Antes, a ser tocada sua pele queimava e as chamas carbonizavam tudo o que estivesse perto, mantendo intacto o corpo, mas com o passar do tempo e com o aperfeiçoamento de suas técnicas do Raiton, passaram a serem descargas elétricas.
O homem cruzou os braços e apertou o olhar. Como poderia assumir o corpo dele, se até inconsciente ele era fatal? Era um problema a ser superado, isso é verdade. O treinamento que ele estava recebendo o tornava mais poderoso, mas ao mesmo tempo mais perigoso. Orochimaru tinha sensação que a qualquer momento seria apunhalado pelo garoto, mas ao mesmo tempo queria acreditar que não passava de sua imaginação. Fechou os olhos, irritado. É óbvio que a qualquer momento Sasuke vai matá-lo.

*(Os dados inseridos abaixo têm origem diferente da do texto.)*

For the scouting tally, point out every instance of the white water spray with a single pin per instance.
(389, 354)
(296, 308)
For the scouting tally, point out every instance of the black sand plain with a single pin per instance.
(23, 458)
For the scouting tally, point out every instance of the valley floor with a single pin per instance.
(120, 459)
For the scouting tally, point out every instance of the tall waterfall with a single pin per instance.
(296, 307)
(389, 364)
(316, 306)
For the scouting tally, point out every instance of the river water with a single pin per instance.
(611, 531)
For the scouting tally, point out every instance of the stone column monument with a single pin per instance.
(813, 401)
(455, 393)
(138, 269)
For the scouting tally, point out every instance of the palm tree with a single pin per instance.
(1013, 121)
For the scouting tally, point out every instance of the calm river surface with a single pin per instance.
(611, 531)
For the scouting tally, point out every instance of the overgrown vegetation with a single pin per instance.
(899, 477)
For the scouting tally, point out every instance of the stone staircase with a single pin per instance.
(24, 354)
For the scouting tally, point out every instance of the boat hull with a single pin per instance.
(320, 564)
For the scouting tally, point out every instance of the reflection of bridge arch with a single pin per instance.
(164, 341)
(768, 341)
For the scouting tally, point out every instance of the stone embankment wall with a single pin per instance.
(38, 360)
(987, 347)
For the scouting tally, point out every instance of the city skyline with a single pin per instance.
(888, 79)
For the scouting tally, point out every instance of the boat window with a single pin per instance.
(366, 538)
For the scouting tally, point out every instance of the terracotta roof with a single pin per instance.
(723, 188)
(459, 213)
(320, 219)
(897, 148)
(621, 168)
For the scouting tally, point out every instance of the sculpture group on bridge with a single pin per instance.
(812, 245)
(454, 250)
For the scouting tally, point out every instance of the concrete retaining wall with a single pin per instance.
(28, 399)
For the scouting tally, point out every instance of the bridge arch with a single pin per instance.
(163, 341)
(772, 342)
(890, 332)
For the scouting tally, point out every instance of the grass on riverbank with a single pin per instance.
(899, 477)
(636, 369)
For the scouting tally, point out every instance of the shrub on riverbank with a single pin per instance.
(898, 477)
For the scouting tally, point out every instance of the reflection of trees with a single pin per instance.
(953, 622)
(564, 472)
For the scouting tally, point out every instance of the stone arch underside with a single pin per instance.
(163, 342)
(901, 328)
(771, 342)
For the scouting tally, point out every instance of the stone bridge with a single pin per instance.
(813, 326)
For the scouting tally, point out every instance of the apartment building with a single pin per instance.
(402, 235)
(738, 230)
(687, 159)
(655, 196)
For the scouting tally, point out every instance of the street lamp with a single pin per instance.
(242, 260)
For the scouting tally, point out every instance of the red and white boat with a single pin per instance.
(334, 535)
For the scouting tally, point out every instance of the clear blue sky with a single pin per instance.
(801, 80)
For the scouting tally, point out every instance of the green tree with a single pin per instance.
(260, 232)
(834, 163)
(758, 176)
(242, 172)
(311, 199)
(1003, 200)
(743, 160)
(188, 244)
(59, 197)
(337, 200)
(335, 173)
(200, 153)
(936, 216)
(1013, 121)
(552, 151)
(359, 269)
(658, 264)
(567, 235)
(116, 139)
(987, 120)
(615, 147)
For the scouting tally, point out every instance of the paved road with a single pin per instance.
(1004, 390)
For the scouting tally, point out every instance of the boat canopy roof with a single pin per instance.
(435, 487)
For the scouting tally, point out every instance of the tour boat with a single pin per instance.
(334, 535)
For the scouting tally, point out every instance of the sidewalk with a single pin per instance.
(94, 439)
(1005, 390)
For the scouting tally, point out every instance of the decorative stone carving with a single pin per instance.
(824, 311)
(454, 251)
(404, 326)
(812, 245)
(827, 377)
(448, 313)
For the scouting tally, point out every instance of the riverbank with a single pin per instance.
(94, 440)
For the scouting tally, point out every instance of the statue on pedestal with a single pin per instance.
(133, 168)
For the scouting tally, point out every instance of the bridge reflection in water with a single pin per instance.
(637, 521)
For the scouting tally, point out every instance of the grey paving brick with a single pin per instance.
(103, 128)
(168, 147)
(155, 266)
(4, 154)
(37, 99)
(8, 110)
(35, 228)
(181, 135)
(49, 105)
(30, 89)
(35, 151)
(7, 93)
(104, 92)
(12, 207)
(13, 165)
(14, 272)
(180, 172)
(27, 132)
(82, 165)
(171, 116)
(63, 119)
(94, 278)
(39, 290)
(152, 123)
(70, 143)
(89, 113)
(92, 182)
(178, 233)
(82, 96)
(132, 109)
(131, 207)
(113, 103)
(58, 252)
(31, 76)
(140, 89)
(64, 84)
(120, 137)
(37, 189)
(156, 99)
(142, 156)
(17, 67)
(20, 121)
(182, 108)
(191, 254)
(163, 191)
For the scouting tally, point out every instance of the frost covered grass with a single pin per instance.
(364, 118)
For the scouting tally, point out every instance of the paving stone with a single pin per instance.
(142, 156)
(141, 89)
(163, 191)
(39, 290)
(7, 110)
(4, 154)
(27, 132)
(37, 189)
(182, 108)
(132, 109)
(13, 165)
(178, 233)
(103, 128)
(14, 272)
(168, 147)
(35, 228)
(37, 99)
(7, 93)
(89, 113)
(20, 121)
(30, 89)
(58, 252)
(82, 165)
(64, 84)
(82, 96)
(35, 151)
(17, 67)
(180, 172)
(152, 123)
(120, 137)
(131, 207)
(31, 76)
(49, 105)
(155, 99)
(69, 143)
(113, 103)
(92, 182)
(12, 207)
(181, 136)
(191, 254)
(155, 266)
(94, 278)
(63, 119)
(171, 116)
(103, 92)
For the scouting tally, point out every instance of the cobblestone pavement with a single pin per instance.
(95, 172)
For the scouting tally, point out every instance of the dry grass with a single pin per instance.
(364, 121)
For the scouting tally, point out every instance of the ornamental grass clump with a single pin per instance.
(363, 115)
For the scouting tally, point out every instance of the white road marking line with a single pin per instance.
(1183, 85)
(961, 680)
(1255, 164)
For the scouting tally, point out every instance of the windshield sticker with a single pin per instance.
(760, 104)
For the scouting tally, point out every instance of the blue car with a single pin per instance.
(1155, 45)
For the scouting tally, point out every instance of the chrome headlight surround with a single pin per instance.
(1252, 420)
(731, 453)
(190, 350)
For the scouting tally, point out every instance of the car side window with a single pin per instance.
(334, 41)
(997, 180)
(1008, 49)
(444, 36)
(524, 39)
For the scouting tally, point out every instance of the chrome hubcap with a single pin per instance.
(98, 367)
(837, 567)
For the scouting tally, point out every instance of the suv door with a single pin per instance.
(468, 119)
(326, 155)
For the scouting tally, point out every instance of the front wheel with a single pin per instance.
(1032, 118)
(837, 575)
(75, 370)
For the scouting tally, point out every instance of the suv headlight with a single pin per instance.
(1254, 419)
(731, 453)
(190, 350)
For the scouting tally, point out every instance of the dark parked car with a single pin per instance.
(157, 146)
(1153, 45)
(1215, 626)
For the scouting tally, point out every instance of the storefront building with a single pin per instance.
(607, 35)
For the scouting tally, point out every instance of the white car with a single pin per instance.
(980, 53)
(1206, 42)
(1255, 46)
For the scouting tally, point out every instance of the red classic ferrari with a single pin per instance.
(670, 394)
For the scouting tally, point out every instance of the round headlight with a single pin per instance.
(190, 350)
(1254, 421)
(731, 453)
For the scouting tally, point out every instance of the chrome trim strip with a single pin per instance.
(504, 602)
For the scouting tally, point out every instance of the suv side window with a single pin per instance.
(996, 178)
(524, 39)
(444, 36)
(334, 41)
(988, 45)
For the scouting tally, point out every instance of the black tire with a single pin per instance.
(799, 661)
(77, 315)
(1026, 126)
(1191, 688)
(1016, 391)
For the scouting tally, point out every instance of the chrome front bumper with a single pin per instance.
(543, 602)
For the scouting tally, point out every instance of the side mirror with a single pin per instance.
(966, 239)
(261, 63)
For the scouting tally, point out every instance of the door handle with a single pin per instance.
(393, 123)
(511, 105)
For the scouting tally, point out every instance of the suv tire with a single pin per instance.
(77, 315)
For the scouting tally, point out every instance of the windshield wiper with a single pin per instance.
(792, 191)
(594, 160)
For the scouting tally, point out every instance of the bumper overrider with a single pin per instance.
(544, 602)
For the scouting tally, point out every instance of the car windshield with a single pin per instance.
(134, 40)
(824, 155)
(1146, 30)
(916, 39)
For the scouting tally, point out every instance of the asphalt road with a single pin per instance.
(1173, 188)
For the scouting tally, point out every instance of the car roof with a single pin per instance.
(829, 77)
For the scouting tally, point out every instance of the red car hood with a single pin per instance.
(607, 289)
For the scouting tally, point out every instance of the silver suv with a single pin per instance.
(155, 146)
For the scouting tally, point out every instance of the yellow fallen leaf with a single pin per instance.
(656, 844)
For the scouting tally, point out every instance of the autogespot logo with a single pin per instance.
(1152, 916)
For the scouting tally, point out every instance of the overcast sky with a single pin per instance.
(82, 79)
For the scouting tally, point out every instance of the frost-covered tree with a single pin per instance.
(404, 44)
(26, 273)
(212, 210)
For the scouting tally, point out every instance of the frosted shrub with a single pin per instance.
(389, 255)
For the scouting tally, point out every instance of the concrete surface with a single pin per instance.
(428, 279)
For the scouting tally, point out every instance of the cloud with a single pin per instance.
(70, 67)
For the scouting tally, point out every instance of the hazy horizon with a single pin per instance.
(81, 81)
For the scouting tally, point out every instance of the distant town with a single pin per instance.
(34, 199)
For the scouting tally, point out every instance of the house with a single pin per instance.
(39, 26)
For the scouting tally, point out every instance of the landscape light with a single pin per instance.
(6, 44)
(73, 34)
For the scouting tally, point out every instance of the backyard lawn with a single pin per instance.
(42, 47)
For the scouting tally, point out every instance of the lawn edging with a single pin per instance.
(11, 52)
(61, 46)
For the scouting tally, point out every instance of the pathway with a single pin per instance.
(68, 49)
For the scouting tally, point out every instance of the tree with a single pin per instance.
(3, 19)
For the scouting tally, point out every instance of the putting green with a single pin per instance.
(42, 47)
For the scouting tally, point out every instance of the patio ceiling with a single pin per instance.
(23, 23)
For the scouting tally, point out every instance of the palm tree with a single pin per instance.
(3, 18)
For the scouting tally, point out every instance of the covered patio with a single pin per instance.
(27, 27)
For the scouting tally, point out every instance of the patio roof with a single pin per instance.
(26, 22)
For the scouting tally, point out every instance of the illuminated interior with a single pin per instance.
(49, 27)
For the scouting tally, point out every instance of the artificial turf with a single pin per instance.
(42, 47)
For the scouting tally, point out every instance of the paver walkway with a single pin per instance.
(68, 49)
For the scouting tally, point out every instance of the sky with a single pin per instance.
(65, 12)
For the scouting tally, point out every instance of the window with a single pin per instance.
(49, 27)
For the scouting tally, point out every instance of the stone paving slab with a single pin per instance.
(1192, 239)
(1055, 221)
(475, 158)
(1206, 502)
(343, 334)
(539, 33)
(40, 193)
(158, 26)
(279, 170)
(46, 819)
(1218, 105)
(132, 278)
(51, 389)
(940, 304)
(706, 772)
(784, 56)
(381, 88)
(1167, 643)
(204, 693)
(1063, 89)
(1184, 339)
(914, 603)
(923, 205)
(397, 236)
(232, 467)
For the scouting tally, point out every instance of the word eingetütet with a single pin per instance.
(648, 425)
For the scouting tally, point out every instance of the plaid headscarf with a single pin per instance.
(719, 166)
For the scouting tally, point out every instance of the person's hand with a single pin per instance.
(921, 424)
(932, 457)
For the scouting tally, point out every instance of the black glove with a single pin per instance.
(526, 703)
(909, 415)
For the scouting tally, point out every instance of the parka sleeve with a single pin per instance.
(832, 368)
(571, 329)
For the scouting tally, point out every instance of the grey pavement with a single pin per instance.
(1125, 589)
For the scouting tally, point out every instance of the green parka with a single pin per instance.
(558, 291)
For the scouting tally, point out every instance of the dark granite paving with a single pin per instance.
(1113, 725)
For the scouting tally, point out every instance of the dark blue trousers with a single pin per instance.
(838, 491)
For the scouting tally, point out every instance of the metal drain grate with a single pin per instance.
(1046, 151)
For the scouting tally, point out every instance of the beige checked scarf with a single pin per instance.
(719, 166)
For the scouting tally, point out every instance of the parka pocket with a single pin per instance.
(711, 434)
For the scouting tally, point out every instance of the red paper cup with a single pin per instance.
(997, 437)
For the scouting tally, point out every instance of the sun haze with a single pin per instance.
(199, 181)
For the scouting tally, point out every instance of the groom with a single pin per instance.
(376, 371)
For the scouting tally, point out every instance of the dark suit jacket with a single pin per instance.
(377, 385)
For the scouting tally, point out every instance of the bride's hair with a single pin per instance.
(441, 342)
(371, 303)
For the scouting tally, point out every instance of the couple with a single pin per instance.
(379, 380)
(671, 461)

–Se eu tivesse percebido antes... – resmungou. A natureza assassina do Uchiha fora liberada depois que vira Naruto morrer por suas próprias mãos. Sem mencionar o fato de ter detectado selos desconhecidos espalhados pelo corpo do garoto. Um total de cinco selos, juntamente com o Amaldiçoado que ele mesmo colocara.
Para que serviam? Por quem foram postos? Como podia quebrá-los? Tantas perguntas e nenhuma resposta, tanto poder e nenhum acesso a ele.
–Percebido o que? – Orochimaru piscou com força. Sasuke abrira os olhos e lhe encarava.
–Que você é perigoso consciente e inconsciente.
Sasuke riu, sentando-se na cama. Esfregou os dedos e viu pequenas linhas de eletricidade azul passar pelos dedos. Alguém tentara fazer algo contra ele enquanto meditava. Fitou o homem cobra. Não queria ser pego desprevenido pelo o homem que queria seu corpo.
–São medidas de defesa contra inimigos. Normal. – levantou-se e foi até uma vasilha com água, lavou o rosto e o enxugou – O garoto que eu matei era bem pior. – fitou Orochimaru.
–Como pode afirmar isso se ele está morto agora?
Sasuke suspirou. Realmente aquele homem só conhecia os 10% que eles queriam que as pessoas conhecessem. Não era tão gênio assim, como imaginava.
–Ele dormia, até demais, porém quando era tocado, assumia uma forma de ataque bizarra – Sasuke o fitou – Ele se fundia com a kyuubi e só acordava quando o inimigo estava morto. Se eu o matei facilmente foi porque Naruto sempre relaxou quando estava comigo, pois confiava em mim... Mas em outras situações – ele riu – Não haveria rastros de vida ou de morte.
Orochimaru engoliu em seco e sorriu. Esse era o poder verdadeiro da kyuubi. Não poderia esperar menos dele. Observou mais uma vez o corpo pálido de Sasuke. Havia cicatrizes ali que já existiam antes dele começar o treinamento. Teria sido Naruto o autor? Que profundo oceano é Uchiha Sasuke, profundo e interessante.